Sunday, September 6, 2015

Abstract

This is about a bug in Project CalcRx which was causing it to compute the wrong results for Einstein equations or expressions with similar properties. The resolution, and future improvement possibility are also discussed. You can suggest edits to this article at this page.

The issue

There is nothing peculiar about Einstein equations in this scenario that causes this, it is just how CalcRx was coded was throwing it off. Anything with Base expression (or your parameter variable) involved twice across one or more binary operations would fit the scenario. But in my case, I was writing tests for Einstein Equations and failed it at the beginning. To understand the issue better, consider this scenario. You have an application that is monitoring the velocities of an object moving relative to your probe, you want to apply Lorentz Transformation. The following equation is not true Lorentz Factor because of the missing square root in the denominator, we will see later why.
_/(1 - (_ / 299792458) ^ 2)
That huge number is speed of light in a vacuum in meters per seconds. Before the issue was fixed, it was generating an Expression like this
__main.CombineLatest(__main, __main.Select(a0 => a0/299792458).Select(a1 => Math.Pow(a1, 2)))
Pretty ugly right? not only above expression looks ugly it will produce undefined results because of the way simultaneous operations are timed.
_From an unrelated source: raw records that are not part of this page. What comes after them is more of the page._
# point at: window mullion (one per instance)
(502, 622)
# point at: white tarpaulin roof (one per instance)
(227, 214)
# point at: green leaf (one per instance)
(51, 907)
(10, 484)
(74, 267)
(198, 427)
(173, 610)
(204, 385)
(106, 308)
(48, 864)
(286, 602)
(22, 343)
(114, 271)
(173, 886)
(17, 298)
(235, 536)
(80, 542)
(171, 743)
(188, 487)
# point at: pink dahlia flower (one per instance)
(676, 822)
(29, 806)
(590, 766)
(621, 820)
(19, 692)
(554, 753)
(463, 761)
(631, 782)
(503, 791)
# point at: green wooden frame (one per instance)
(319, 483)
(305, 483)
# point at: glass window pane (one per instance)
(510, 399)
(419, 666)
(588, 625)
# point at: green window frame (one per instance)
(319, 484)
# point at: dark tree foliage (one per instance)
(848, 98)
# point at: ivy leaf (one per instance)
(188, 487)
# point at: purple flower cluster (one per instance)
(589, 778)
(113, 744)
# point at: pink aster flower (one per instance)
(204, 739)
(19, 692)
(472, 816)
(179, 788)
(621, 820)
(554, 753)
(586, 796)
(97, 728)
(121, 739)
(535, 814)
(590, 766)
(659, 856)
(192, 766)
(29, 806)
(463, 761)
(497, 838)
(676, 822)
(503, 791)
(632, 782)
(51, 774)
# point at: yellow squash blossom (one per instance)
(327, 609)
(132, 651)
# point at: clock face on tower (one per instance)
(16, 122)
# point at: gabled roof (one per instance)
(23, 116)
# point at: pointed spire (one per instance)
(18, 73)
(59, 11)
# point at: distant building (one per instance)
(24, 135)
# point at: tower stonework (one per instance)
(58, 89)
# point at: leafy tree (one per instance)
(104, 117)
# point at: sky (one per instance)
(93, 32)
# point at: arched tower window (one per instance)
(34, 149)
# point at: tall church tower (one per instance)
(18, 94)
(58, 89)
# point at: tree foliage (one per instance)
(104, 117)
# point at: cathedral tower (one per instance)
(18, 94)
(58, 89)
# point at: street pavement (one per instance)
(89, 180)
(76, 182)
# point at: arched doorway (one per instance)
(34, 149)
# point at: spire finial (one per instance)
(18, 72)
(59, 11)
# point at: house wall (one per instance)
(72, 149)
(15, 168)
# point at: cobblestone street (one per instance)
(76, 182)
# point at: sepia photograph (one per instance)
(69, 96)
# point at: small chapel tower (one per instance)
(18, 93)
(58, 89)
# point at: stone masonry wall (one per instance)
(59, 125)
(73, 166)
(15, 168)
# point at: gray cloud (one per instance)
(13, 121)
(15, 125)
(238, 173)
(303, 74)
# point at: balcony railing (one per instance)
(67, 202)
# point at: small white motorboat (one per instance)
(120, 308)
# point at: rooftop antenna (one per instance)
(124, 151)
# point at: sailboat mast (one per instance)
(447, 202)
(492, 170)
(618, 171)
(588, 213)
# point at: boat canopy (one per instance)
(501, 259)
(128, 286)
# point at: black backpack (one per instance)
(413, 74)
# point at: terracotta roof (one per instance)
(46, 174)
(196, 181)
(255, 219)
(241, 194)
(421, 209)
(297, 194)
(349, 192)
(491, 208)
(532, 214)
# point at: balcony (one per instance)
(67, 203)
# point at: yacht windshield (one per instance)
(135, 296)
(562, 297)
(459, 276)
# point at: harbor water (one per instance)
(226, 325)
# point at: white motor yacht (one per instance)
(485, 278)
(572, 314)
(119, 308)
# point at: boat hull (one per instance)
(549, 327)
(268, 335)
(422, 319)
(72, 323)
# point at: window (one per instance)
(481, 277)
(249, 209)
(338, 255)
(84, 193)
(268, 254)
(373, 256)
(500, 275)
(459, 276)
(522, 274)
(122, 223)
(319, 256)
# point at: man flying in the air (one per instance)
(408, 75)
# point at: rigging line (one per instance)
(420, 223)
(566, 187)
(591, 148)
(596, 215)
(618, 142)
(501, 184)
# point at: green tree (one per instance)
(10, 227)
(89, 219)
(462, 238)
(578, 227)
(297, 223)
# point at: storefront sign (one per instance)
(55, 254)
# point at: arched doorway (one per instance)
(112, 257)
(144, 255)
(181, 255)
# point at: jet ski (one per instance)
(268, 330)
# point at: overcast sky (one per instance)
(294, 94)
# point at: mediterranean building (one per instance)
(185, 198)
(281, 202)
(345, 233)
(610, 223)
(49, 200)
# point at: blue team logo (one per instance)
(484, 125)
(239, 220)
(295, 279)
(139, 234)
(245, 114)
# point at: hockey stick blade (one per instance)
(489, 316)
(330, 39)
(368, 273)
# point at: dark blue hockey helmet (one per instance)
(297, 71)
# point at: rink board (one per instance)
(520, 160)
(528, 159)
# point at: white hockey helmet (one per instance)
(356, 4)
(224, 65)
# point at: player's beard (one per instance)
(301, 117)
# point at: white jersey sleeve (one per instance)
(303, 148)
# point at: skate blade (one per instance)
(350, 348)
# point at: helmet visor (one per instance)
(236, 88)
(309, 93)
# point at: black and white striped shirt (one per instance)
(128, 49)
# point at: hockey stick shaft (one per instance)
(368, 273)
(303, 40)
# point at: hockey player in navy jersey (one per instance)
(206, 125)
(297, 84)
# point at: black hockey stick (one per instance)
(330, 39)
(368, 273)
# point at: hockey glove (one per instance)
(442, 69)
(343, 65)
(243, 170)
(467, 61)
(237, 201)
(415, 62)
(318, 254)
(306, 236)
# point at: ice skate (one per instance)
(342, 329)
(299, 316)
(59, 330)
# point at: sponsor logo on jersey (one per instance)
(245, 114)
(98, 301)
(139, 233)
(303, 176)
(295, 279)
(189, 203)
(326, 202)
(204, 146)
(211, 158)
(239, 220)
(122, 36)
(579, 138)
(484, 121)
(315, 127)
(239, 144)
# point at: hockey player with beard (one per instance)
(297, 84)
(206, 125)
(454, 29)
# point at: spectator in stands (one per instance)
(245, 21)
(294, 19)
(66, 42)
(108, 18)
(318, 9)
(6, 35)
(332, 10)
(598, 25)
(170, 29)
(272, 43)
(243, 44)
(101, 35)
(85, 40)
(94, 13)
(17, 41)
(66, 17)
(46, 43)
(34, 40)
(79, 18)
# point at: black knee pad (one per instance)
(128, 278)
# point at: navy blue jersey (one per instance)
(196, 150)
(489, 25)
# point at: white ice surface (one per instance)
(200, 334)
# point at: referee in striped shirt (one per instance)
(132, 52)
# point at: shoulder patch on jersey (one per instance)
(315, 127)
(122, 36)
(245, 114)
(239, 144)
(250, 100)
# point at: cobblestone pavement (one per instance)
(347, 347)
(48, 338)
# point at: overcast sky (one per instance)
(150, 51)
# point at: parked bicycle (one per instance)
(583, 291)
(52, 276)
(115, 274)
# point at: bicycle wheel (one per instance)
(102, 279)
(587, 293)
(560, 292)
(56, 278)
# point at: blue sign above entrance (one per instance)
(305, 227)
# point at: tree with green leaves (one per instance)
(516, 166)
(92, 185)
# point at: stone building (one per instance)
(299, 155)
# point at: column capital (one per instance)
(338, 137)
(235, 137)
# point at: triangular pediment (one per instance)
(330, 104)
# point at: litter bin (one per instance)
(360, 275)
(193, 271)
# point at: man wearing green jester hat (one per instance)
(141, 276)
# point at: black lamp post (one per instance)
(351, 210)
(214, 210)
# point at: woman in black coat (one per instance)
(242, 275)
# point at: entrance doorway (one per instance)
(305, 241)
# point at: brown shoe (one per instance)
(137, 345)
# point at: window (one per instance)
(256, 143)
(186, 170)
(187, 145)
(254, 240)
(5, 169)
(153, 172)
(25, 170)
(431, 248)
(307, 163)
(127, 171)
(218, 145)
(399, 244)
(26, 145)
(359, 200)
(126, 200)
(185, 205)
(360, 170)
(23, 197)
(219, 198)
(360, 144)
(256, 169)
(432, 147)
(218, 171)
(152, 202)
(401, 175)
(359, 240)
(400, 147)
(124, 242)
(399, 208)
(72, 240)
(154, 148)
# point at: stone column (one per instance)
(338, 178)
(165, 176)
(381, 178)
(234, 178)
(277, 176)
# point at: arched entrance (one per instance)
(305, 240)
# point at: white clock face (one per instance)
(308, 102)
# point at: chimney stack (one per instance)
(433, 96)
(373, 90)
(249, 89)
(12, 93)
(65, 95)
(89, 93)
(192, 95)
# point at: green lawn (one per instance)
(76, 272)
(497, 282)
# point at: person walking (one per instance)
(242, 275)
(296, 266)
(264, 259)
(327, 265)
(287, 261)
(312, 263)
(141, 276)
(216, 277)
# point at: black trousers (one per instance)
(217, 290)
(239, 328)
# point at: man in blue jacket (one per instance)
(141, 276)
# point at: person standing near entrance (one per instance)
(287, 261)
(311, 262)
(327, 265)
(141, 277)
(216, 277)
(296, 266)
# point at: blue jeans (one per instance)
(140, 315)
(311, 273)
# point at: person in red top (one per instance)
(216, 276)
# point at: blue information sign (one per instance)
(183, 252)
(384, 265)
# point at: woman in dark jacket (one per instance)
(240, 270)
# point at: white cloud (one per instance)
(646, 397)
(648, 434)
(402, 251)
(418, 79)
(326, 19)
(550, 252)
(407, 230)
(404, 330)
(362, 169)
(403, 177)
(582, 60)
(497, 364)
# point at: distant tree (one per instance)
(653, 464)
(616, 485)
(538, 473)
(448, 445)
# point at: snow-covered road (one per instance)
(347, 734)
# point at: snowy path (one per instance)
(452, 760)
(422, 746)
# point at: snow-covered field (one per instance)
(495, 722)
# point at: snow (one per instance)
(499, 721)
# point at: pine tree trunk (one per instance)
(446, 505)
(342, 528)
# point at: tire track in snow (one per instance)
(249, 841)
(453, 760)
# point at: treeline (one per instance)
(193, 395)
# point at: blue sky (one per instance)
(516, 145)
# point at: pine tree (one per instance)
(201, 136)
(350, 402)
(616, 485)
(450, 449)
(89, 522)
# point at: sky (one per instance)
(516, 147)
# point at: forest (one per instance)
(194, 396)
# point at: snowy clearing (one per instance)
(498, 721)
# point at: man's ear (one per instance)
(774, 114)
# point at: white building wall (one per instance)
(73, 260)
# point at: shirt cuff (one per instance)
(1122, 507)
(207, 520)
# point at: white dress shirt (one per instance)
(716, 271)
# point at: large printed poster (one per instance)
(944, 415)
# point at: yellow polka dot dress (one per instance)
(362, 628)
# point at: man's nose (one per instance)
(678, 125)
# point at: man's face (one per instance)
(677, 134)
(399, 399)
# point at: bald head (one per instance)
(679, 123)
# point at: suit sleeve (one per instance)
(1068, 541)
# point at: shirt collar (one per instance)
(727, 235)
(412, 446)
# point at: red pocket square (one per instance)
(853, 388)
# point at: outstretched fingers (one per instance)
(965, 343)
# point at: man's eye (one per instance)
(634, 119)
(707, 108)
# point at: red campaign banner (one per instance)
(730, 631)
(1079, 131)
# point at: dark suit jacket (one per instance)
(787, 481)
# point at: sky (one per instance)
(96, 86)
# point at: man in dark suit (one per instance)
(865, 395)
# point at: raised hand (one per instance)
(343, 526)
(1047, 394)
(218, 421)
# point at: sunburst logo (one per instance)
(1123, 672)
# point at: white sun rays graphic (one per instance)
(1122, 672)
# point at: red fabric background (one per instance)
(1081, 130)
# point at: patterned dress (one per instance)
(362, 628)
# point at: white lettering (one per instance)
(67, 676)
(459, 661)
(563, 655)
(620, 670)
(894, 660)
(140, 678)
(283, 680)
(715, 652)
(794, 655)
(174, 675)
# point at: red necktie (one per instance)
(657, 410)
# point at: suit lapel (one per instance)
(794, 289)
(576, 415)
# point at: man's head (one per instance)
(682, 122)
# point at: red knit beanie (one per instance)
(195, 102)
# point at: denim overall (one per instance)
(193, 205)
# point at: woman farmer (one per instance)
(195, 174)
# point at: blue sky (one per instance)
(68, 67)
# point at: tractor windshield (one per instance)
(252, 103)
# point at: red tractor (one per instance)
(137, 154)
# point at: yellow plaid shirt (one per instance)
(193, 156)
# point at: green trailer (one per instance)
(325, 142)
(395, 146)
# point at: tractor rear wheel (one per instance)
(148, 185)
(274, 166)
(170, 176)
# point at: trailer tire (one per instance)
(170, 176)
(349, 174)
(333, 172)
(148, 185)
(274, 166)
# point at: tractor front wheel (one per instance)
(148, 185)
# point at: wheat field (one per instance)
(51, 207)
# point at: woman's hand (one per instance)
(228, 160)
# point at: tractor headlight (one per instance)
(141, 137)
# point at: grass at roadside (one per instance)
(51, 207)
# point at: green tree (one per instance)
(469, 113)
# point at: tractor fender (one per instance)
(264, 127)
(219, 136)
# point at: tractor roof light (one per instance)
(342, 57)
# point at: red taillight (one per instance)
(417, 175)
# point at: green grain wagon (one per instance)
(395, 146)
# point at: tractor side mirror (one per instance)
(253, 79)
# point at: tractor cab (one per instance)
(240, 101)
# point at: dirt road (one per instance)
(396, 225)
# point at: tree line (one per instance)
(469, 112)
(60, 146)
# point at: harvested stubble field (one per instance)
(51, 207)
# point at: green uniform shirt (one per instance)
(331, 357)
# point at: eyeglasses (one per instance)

To understand this better, we need to look into CombineLatest. CombineLatest does not care how the data is coming in, as soon as one of the observables in the combination yields an output, CombineLatest recomputes the expression. So if an expression has to wait for all variables involved to be updated before it could be recomputed will fail. The other option is to use Zip, but CombineLatest is thrown in there for a purpose, there are cases where you need not to wait for all sides to post an update to recompute the formula. So what is the option? The answer is to wrap everything cohesive around in one Select.
The above example would look pretty if CalcRx generated the following expression
__main.Select(a0 => a0 / (1 - Math.Pow(a0 / 299792458)));
But the way expression tree was being built was, every time an IObservable<T> was combined in a binary operation with a number, it would do Select which turns the expression into IObservable, then all subsequent binary operations will do Select on Select. And if you try to combine two Select-s that would try to join them with CombineLatest.

The fix

To fix the issue, I implemented the following.
1. Everytime you run into a binary computation between a Select-or and a number, re-write that Select-or to include that select inside.
2. Everytime two observables that are results of Select-s are combined in a binary operation, discard one Select and combine the selectors of both in one Select.

New issues

The fix helped me generate a very clean and acceptable Expression. I have ended my fix there, but there are still two issues left.
1. The fix is a burden on Parsing because it regenerates the whole Select by prying the existing one open, excavating the selectors out of it and combining it with the other operand into another Select.
2. Einstein Equation will still fail
To understand 1, consider the scenario where parsing is underway for the following expression
_ + 3 * _
Now the first step would be to generate the Expression for 3 * _ which would generate
__main.Select(a0 => 3 * a0);
Perfect so far right? Now the system has to combine a _ +, the new fix would rip the Expression, remove 3 * a0 which is the selector out, then generate new expression and a new Select call Expression. Imagine how crazy would it be if your expression involve 20 binary operations? The troubles don't end there consider the following expression
(_ + 1) * (_ - 1)
In the above case, you will end up with having to combine two __main.Select Expressions with binary multiply operation. Before the fix, it would combine them using CombineLatest, but thanks to the fix, now it will convert both of them into one Select. But to do that, it would excavate the selectors of both, get the Parameter expression of one, and recursively walk the other selector tree to replace its own parameter expression with the one of the other side. To understand it better you are having to combine the following two
__main.Select(a0 => a0 + 1) * __main.Select(a1 => a1 - 1)
Notice that the first selector is referencing a0, and second is a1. In the new Select, there would be only one parameter, either a0 or a1. In order to do that, I have done something I am not too happy about. I am walking the whole tree on the other side, regenerating every bit of it because Expression trees are non-mutable and replacing a1 with a0.
Now about 2, The Einstein Equation failure. Consider the easier equation that would fail this scenario. How about we divide the number by its square root?
_ / sqrt ( _ )
Now in order to accomplish the above, the square root function or sqrt has to come from either the Function Packs or has to be included in the call to Evaluate, when underscore (_) is an argument to a function, the current architecture expects to find a function that takes observable for that argument and will pass __main to that parameter. A sane implementation however should find a proper overload and do something like following
__main.Select(a0 => a0 / sqrt( a0 ))
That is indeed not expecting too much. For the above I have opened the issue#3 and the fix to that will finish the Einstein Equation fix.

Conclusion

So in a nutshell, the issue was the crazy Expressions being generated, I implemented a fix which although one-time but does add an overhead on the parsing and Expression generation part and Einstein Equation or similar would still fail because of the way function calling is implemented.